L’Afghanistan montre, encore plus que l’Irak, ce qu’est devenue la “guerre” morale de l’Occident au nom de la vertu du système. Une bouillie pour les chats, qui n’a d’intérêts que pour les groupes d’intérêts particuliers qui, à Washington, à Bruxelles ou ailleurs dans les capitales de notre civilisation, négocient leur influence et, éventuellement, les commandes d’armement et les postes intéressants dans la bureaucratie. La situation sur le terrain est manipulée à mesure, avec les habituelles sources indubitables venues du renseignement (“intelligence assesment”) dont on sait la pertinence et l’intelligence.
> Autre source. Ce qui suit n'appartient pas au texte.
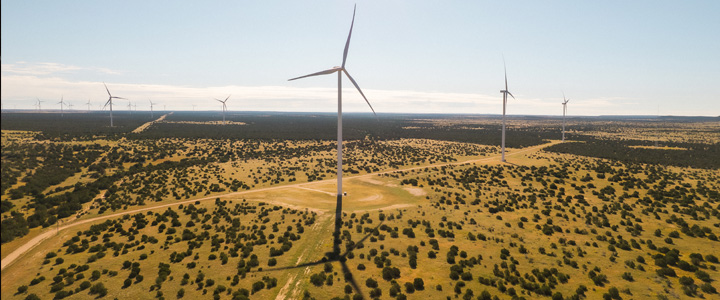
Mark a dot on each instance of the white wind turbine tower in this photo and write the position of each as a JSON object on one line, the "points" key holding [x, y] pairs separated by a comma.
{"points": [[62, 102], [340, 70], [224, 102], [151, 106], [505, 92], [565, 101], [110, 97], [38, 104]]}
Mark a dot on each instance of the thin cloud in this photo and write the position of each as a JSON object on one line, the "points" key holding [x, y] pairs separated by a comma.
{"points": [[21, 90], [44, 69]]}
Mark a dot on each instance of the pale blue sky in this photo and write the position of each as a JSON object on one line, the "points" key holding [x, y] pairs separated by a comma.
{"points": [[609, 57]]}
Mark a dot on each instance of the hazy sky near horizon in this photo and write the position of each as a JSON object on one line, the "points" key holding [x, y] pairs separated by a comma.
{"points": [[608, 57]]}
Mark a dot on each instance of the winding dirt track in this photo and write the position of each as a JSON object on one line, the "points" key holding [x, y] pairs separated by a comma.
{"points": [[12, 257]]}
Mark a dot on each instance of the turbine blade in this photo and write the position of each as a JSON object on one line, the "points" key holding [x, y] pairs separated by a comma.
{"points": [[359, 90], [329, 71], [505, 76], [347, 43], [107, 89]]}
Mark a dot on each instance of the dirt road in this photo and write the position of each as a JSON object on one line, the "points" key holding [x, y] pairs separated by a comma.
{"points": [[12, 257]]}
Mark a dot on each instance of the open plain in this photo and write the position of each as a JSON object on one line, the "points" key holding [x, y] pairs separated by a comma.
{"points": [[189, 208]]}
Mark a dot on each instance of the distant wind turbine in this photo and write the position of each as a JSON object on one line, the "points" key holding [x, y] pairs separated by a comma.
{"points": [[224, 102], [505, 93], [151, 106], [565, 101], [62, 102], [340, 70], [110, 97]]}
A part cela, bien entendu, ces guerres font également détruire et mourir, pour faire tout de même sérieux.

Il est difficile d’appréhender combien de temps un tel système peut durer. La perversion de l’establishment militaire occidental, américaniste au départ mais désormais britannique, dans tous les cas avec la bénédiction de l’OTAN où les Français piaffent d’impatience d’entrer et on les comprend, – est un prodige d’incurie postmoderne. L’inefficacité, le gaspillage et la corruption vont avec, enlisant les puissances militaires occidentales dans des bourbiers qui deviennent d’immenses marécages, immobiles, ponctuées simplement de déclarations de victoire lors des changements de commandement, comme des bulles éclatant à la surface lisse de la chose.
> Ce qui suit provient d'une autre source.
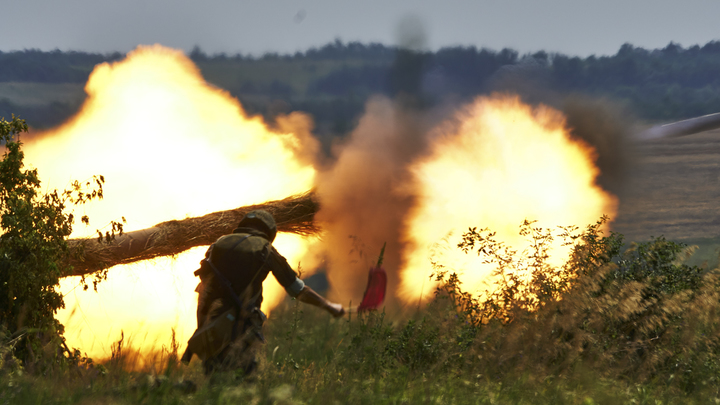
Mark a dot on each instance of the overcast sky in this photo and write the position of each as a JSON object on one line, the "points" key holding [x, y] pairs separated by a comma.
{"points": [[575, 27]]}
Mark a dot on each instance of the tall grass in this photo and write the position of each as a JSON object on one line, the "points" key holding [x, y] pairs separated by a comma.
{"points": [[608, 326]]}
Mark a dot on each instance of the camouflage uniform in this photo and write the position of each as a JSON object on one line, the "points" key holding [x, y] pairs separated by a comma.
{"points": [[244, 258]]}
On peut certes essayer de décrypter la manœuvre. Les Américains, comme d’habitude, proclament qu’ils ont besoin de toujours plus (plus d’hommes, plus de bombes, etc.), pour pouvoir dissimuler leur incurie derrière l’insuffisance des moyens et obtenir davantage lors du prochain budget du Pentagone. (Les déclarations de McNeill ont ainsi à voir avec la politique intérieure US et les projets des candidats de réduire le budget du Pentagone.) Les Britanniques, eux, veulent proclamer la victoire dans leur secteur pour tenter de débloquer leur situation sans issue où ils épuisent leurs faibles capacités militaires. Leur rêve est de passer la patate chaude à Karzaï. A cette lumière, on comprend les déclarations de Karzaï et, même, on les goûte comme un mets délicat.

Quant à la situation sur le terrain, on la devine aisément au travers des différentes déclarations. On la décrirait comme la manœuvre classique de la femme de ménage fourrant les cendres de cigarette sous le tapis. Les talibans étaient sortis de leur guerre de guérilla classique, ce qui est une évolution normale pour une guérilla qui se développe. Si l’on considère la mission de l’OTAN, les Occidentaux devaient chercher à casser les reins à cette rébellion devenue conventionnelle, mais surtout et avant tout saisir l’opportunité de la couper de ses racines populaires. L’OTAN a cassé des reins divers et variés, et d’ailleurs plus qu’il n’y en avait chez les talibans, et conduit ceux-ci à revenir aux tactiques de guérilla. Quant aux racines, c’est une autre affaire, et il est plus que probable qu’elles furent renforcées par les tactiques d’intervention de l’OTAN, comme Karzaï lui-même le laisse entendre. On est donc passé d’une situation où l’on pouvait espérer reprendre le contrôle du pays vers sa pacification avec 55.000 hommes à une situation qui, selon les termes du “tough-speaking” général McNeill, nécessite 400.000 hommes. On ne peut mieux faire. Considérant le succès de la chose, on comprend que les Français (bis repetitat) piaffent d’impatience, se ruent, se précipitent vers la réintégration dans l’OTAN. Au stade actuel de l’intelligence française, ils y seront à leur aise, d’ailleurs sans trop de craindre de perdre ce qu’il leur reste de souveraineté, – ce monument à la vanité et à l’incurie occidentale qu’est l’OTAN n’a certainement ni la force ni l’esprit d’ôter sa souveraineté à qui que ce soit.